Crowd-mapping Home Depot

Mapping is expensive. There are lots of accurate maps of London, but not nearly so many of Hanoi. You have to pay a lot of people to get a good map. Or you used to. Another way to get more information about a place is simply to ask the people who live there to help. Accordingly, Google announced a plan this summer to fill in the empty bits of their maps with information directly from their customers, which is to say, you and me and all the folks in Hanoi.

It’s a happy story. In fact, it’s becoming common to use crowdsourcing, to the point that I hardly notice feel-good stories about crowdsourcing anymore. Not to mention the fact that I’m not going to Hanoi anytime soon.
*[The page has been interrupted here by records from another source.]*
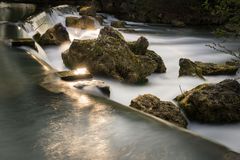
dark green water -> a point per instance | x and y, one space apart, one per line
38 124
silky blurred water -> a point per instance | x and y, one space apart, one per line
38 124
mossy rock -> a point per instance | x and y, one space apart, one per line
212 103
140 47
85 22
109 55
189 68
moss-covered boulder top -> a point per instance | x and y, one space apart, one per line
85 22
189 68
162 109
110 55
212 103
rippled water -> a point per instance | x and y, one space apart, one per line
38 124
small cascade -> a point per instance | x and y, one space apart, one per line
47 19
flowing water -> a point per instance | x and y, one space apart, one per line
38 124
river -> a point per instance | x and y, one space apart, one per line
38 124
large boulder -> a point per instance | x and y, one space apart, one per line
189 68
140 46
212 103
109 55
54 36
162 109
85 22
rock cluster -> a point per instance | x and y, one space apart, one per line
189 68
162 109
110 55
212 103
84 22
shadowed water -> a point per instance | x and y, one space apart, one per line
38 124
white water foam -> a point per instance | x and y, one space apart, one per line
171 44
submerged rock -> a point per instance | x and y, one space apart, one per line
54 36
102 86
109 55
189 68
85 22
87 11
118 24
162 109
140 46
212 103
73 75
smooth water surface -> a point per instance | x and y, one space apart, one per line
38 124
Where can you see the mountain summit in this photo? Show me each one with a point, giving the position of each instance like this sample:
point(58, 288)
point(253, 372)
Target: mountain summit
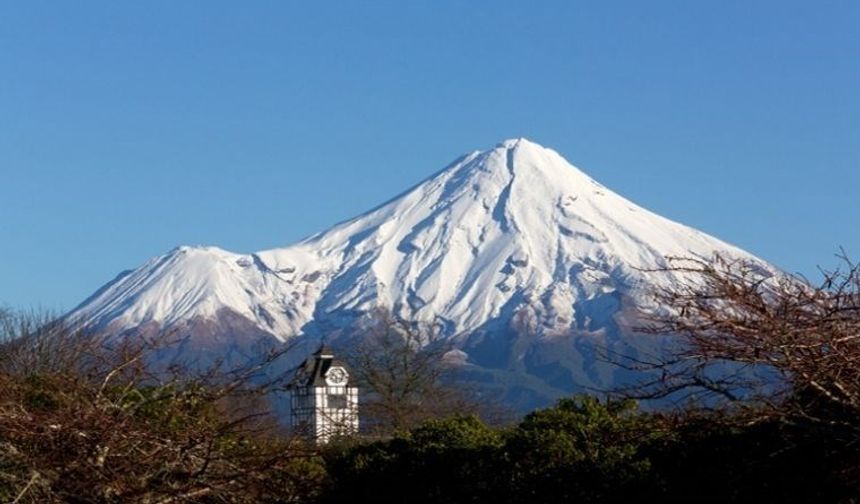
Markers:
point(519, 258)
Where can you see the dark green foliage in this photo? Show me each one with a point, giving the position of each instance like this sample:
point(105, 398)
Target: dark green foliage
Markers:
point(585, 450)
point(581, 449)
point(452, 460)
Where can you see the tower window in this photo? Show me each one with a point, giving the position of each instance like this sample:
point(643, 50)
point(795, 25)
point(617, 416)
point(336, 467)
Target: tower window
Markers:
point(336, 401)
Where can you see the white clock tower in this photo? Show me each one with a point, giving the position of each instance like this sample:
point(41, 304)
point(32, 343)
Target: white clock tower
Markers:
point(324, 402)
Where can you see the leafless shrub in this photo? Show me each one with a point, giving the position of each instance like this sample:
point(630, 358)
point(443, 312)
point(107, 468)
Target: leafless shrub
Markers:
point(772, 345)
point(82, 418)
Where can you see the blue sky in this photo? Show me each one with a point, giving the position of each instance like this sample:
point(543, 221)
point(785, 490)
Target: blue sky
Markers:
point(127, 128)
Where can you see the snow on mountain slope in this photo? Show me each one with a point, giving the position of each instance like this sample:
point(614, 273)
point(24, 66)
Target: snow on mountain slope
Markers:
point(519, 259)
point(516, 221)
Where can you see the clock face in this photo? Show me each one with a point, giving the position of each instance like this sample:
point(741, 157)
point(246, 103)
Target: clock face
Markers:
point(336, 376)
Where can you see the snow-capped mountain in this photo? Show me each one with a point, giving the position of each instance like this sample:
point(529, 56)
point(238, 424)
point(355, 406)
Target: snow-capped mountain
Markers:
point(516, 256)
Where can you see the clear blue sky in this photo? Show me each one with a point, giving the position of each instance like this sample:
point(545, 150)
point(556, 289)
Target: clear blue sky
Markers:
point(127, 128)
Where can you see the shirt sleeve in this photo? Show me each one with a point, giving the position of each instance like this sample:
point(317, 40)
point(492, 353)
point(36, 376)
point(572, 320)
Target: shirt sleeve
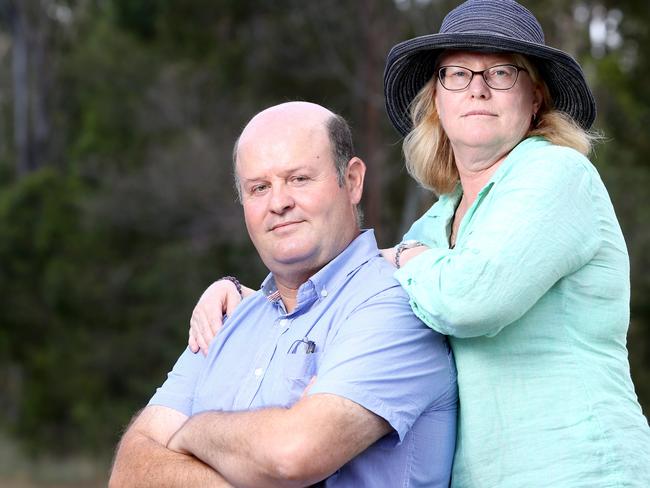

But here’s the thing. I was wandering around Home Depot the other day looking for either a rainspout or a store employee who could help me locate one. I could find neither. I might have spent days in there if a fellow customer hadn’t taken pity on me. That’s when I realized we need a crowdsourced approach to mapping out where to find things in Home Depot. Store staff be damned! You can never find them when you need them. I want to whip out my iPhone, punch in my desired hardware, and then see exactly what aisle it lives on.

I have no confidence that Home Depot could or would do this. But you and me? We could. We totally could.

2 thoughts on “Crowd-mapping Home Depot”

  1. I went to the Apple store and mapped where the iPhone batteries were located, until I realized that that was kind of silly…
    –JMike

  2. Ah, yes. I see the problem.

    You should use my low-tech method. I tie a string around the iPhone that goes back to the Apple store. Then I always know where to go if it fails. And since the string is only twenty yards long, I’m never very far away when it happens.